ASTERISK-25905: Memory leak during perf testing

[Home]

Summary: ASTERISK-25905: Memory leak during perf testing

Reporter: Robert McGilvray (rmcgilvray) Labels:

Date Opened: 2016-04-07 16:41:03 Date Closed: 2016-04-19 11:07:08

Priority: Minor Regression?

Status: Closed/Complete Components: Applications/app_confbridge pjproject/pjsip

Versions: 13.8.0 Frequency of
Occurrence Constant

Related
Issues:
is related to ASTERISK-26020 memory leak

Environment: Red Hat Enterprise Linux Server release 7.2 (Maipo) Linux ykt1cfbprd1 3.10.0-327.13.1.el7.x86_64 certified/13.8-cert1-rc1 pjproject-2.4.5 Attachments: ( 0) loadtest.txt
( 1) memory-summary.txt

Description: ** I've been testing against the certified branch, last cloned yesterday with certified/13.8-cert1-rc1. It would not allow me to select that as a version however **

While using sipp as a generator to load test Asterisk I've come across a memory leak that very quickly exhausts the host of resources.

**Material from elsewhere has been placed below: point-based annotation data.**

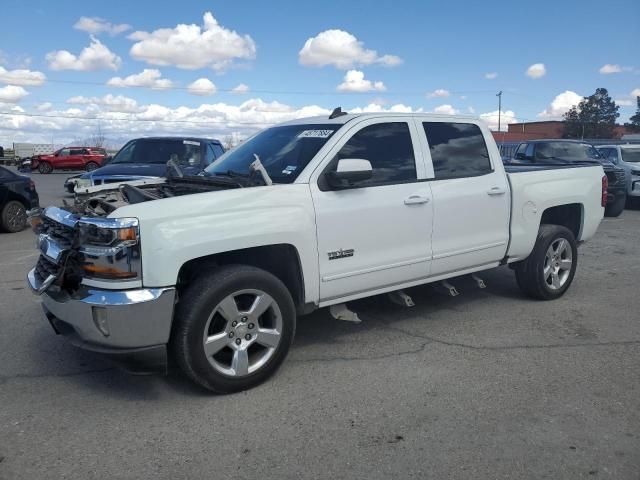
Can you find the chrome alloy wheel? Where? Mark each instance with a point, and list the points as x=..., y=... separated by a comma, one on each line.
x=242, y=333
x=557, y=263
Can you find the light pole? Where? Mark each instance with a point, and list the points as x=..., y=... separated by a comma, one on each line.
x=499, y=95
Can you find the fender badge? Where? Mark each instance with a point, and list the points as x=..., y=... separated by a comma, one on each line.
x=340, y=254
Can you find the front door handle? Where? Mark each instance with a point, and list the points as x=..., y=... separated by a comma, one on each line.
x=496, y=191
x=416, y=200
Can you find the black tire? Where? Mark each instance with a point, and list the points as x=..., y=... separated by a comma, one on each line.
x=530, y=273
x=45, y=167
x=616, y=208
x=13, y=217
x=196, y=304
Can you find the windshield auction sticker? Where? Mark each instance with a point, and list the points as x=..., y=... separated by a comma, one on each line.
x=315, y=134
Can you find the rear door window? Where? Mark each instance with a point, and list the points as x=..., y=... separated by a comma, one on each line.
x=388, y=147
x=457, y=150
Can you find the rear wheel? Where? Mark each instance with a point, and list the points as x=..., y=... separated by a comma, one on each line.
x=233, y=328
x=13, y=217
x=45, y=167
x=548, y=272
x=616, y=208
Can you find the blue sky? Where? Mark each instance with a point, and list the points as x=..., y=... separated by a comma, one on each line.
x=427, y=55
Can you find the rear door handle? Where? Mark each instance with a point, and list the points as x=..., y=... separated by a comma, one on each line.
x=496, y=191
x=416, y=200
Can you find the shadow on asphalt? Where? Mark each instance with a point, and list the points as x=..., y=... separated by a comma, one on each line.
x=96, y=373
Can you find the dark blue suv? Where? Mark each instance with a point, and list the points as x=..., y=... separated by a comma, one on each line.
x=147, y=158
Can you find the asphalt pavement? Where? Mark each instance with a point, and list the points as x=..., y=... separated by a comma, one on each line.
x=488, y=384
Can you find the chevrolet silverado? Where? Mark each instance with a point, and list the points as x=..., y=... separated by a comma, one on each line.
x=212, y=270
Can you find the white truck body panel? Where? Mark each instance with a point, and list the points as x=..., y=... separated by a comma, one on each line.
x=403, y=234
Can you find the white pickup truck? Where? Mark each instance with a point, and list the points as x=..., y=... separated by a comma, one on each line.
x=307, y=214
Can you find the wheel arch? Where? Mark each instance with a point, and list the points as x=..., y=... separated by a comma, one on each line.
x=570, y=215
x=281, y=260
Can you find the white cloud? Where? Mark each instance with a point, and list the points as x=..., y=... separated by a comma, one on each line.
x=149, y=77
x=440, y=92
x=120, y=120
x=561, y=104
x=22, y=77
x=537, y=70
x=506, y=117
x=112, y=103
x=94, y=57
x=240, y=89
x=202, y=87
x=192, y=46
x=12, y=94
x=446, y=110
x=342, y=50
x=610, y=68
x=354, y=81
x=377, y=108
x=97, y=25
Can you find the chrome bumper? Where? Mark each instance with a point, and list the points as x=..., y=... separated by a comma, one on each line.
x=106, y=320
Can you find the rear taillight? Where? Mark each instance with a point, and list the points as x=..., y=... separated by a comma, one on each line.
x=605, y=184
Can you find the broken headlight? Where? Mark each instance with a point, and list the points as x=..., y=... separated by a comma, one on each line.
x=110, y=248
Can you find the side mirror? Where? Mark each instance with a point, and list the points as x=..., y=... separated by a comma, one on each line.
x=349, y=171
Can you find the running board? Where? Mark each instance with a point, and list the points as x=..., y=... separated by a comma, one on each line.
x=341, y=312
x=399, y=297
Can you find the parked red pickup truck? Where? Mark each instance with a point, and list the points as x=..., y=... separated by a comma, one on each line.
x=70, y=158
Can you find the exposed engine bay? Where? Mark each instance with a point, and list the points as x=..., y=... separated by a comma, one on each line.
x=104, y=201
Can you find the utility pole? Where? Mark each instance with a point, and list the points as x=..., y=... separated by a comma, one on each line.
x=499, y=95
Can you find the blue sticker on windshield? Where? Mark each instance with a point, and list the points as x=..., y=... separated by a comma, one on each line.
x=315, y=134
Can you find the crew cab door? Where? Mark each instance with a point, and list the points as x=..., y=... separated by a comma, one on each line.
x=471, y=197
x=377, y=233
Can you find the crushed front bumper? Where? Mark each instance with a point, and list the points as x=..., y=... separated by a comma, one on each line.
x=130, y=326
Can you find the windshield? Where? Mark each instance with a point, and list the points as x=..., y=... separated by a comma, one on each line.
x=567, y=151
x=284, y=151
x=631, y=155
x=185, y=152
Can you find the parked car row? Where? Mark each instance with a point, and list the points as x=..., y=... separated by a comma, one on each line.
x=558, y=152
x=17, y=196
x=145, y=158
x=69, y=158
x=626, y=157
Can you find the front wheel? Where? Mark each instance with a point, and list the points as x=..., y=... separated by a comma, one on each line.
x=233, y=328
x=13, y=217
x=548, y=272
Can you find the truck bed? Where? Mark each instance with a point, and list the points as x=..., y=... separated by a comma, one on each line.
x=532, y=167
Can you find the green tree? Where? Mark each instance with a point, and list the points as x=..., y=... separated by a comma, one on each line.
x=634, y=121
x=594, y=117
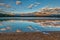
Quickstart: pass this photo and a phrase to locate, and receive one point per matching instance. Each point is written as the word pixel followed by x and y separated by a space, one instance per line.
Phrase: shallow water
pixel 23 26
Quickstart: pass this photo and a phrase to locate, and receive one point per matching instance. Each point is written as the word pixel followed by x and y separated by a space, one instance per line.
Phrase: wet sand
pixel 30 36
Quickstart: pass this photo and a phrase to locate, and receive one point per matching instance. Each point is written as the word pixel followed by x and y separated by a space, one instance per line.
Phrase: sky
pixel 26 6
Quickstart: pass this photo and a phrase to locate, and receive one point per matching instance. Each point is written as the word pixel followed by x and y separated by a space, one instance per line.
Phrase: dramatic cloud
pixel 18 31
pixel 5 5
pixel 3 29
pixel 33 5
pixel 30 27
pixel 2 4
pixel 18 2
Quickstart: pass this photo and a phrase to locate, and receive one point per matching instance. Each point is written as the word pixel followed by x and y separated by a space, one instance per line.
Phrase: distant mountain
pixel 45 12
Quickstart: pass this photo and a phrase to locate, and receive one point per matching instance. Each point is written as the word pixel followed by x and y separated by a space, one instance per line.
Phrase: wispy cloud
pixel 31 5
pixel 18 2
pixel 5 5
pixel 34 5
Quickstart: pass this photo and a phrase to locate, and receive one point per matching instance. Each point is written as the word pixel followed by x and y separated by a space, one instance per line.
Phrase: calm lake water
pixel 23 26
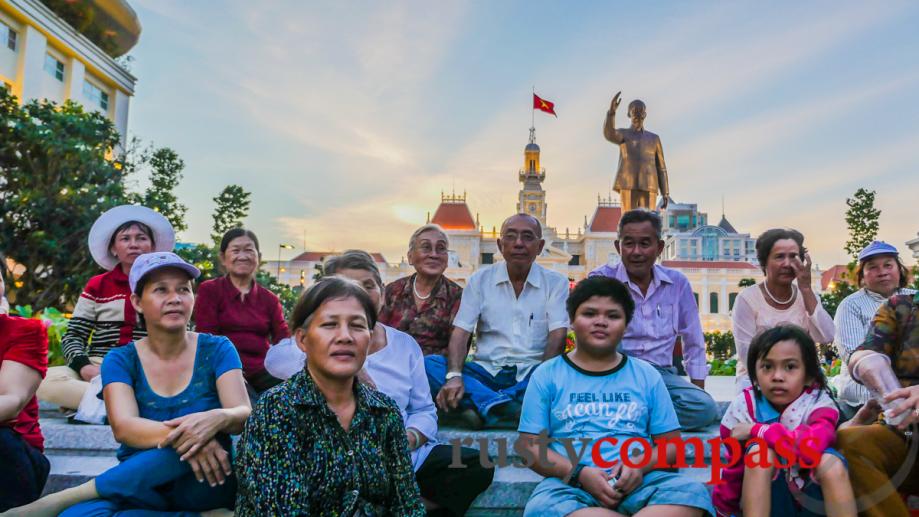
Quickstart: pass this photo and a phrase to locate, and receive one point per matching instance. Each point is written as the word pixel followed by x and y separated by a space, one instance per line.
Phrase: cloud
pixel 351 99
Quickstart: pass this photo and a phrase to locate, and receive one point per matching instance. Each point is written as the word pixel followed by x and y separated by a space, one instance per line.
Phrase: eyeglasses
pixel 526 237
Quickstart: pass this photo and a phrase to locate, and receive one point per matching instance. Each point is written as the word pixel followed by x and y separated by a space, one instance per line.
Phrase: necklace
pixel 780 302
pixel 415 291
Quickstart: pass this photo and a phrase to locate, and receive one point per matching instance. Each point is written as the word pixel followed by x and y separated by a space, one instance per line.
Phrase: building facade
pixel 715 279
pixel 43 55
pixel 914 246
pixel 690 237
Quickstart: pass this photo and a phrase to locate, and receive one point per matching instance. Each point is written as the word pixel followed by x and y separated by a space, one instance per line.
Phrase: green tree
pixel 720 345
pixel 232 208
pixel 862 221
pixel 165 173
pixel 835 295
pixel 201 256
pixel 56 177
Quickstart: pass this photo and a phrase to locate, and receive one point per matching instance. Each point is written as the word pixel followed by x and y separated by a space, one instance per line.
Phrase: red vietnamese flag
pixel 544 105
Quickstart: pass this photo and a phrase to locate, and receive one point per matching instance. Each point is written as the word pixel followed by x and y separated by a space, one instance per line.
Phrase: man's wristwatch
pixel 575 473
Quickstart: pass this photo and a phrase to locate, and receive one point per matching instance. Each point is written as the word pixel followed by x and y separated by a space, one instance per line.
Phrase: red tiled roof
pixel 454 216
pixel 837 273
pixel 709 264
pixel 319 256
pixel 606 219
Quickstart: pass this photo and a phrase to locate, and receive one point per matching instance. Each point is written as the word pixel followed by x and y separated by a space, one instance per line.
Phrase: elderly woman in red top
pixel 423 304
pixel 237 307
pixel 23 363
pixel 103 317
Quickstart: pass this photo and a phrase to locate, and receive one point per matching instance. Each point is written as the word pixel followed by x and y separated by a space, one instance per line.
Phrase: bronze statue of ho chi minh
pixel 642 173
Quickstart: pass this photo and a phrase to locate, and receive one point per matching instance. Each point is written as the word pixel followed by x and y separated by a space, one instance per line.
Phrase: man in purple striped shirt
pixel 664 310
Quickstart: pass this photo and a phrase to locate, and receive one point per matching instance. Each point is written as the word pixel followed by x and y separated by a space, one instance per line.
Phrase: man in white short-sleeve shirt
pixel 517 310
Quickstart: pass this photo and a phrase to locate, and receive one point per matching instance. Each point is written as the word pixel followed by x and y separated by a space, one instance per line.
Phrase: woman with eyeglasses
pixel 423 304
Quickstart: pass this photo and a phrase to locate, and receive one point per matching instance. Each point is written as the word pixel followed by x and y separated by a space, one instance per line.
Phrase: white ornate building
pixel 574 254
pixel 690 237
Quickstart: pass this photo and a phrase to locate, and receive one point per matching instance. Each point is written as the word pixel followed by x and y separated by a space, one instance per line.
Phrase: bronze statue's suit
pixel 642 172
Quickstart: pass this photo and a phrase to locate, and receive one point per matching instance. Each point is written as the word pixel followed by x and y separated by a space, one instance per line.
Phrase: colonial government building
pixel 62 50
pixel 715 258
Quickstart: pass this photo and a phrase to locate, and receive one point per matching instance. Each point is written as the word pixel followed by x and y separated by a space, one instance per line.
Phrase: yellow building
pixel 59 50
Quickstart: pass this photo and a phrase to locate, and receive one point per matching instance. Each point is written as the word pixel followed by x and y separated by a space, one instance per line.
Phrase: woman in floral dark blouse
pixel 321 443
pixel 423 304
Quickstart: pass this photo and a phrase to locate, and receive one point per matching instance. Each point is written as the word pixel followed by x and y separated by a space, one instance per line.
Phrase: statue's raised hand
pixel 614 105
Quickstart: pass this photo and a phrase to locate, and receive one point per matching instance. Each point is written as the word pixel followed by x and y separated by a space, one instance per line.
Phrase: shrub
pixel 56 323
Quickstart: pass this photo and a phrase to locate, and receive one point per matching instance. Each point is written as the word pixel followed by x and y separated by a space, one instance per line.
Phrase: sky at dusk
pixel 346 120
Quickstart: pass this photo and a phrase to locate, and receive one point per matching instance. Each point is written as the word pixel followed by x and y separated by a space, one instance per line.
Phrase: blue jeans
pixel 24 472
pixel 553 498
pixel 152 483
pixel 695 408
pixel 483 390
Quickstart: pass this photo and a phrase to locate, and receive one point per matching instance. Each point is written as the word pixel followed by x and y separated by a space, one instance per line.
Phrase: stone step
pixel 72 470
pixel 60 435
pixel 512 486
pixel 502 442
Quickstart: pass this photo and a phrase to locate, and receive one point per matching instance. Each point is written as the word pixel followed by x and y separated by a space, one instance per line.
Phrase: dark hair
pixel 904 272
pixel 766 241
pixel 640 215
pixel 601 286
pixel 765 340
pixel 353 259
pixel 124 226
pixel 330 288
pixel 236 233
pixel 532 218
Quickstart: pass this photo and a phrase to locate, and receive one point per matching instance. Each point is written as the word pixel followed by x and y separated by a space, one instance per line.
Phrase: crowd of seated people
pixel 338 407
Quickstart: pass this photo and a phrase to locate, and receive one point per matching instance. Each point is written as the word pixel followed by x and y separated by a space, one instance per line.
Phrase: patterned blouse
pixel 895 332
pixel 432 324
pixel 294 458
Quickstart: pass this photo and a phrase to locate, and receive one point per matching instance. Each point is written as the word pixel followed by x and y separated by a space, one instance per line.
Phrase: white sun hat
pixel 100 235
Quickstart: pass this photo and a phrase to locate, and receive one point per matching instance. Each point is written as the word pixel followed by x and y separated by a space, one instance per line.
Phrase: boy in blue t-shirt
pixel 593 393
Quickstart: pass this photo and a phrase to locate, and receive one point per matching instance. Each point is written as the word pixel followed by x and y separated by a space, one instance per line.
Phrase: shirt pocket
pixel 539 331
pixel 664 317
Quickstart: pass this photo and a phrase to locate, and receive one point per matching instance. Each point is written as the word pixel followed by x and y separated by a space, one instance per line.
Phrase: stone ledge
pixel 495 440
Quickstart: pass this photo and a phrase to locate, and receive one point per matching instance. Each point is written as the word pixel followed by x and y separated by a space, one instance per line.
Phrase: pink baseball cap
pixel 150 262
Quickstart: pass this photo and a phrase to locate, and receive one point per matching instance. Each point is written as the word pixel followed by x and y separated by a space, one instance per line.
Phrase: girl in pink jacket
pixel 786 425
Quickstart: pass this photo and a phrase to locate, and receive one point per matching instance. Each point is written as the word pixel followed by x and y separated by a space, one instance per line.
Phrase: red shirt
pixel 25 341
pixel 252 323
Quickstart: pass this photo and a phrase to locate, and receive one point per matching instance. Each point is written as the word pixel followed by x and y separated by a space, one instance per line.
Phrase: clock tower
pixel 532 198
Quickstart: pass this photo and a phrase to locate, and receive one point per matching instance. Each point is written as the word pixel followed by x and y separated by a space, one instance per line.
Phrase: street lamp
pixel 282 247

The testing methodology is pretty simple: use sipp to launch 1500 concurrent calls to asterisk with a call rate of 25/sec. On the asterisk side use the RAND function to generate two numbers, one of which is the confbridge number and the other (either 0 or 1) is to determine whether to use the moderator profile or participant. The call is then dropped into a ConfBridge for 60s and Hungup.

After a few thousand completed calls the memory usage grows and eventually exhausts the host resources. I recompiled with MALLOC_DEBUG enabled, the output of memory show allocations is attached. It looks like the allocations are in stasis_channels, well after all channels have been disconnected.
{noformat}
ykt1cfbprd1:/home/netops# ps -C asterisk u
USER PID %CPU %MEM VSZ RSS TTY STAT START TIME COMMAND
asterisk 20927 113 9.2 6292308 3029204 ? Sl 16:32 24:47 /home/asterisk/asterisk-cert-13.8/sbin/asterisk -f -C /home/asterisk/asterisk-cert
root 32052 0.0 0.0 47428 2840 pts/0 S+ 16:43 0:00 rasterisk risk/asterisk-cert-13.8/sbin/asterisk -r
{noformat}

Please let me know if you need any further information.

Thanks!!

Comments: By: Asterisk Team (asteriskteam) 2016-04-07 16:41:04.080-0500

Thanks for creating a report! The issue has entered the triage process. That means the issue will wait in this status until a Bug Marshal has an opportunity to review the issue. Once the issue has been reviewed you will receive comments regarding the next steps towards resolution.

A good first step is for you to review the [Asterisk Issue Guidelines|https://wiki.asterisk.org/wiki/display/AST/Asterisk+Issue+Guidelines] if you haven't already. The guidelines detail what is expected from an Asterisk issue report.

Then, if you are submitting a patch, please review the [Patch Contribution Process|https://wiki.asterisk.org/wiki/display/AST/Patch+Contribution+Process].
By: Robert McGilvray (rmcgilvray) 2016-04-07 21:38:18.099-0500

I was able to reproduce the issue on certified/13.1-cert4.

Asterisk processed around 22k calls before consuming 38g of RAM - things fell apart shortly after.
{noformat}
PID USER PR NI VIRT RES SHR S %CPU %MEM TIME+ COMMAND
9842 asterisk 20 0 37.780g 0.029t 1684 S 64.2 95.8 58:14.80 asterisk
{noformat}

By: Richard Mudgett (rmudgett) 2016-04-13 22:21:41.139-0500

In my setup, I was able to reproduce what seems to be the same thing. The output of “core show taskprocessors” demonstrates that the CDR engine is working off a backlog of tasks due to the continuous stream of calls from the stress test. Working off that backlog can take quite some time once the bombardment of calls stops. Unfortunately, “core show taskprocessors” only gives meaningful task processor names in newer Asterisk versions, whereas it’s a lot of meaningless UUID names in v13.1-cert.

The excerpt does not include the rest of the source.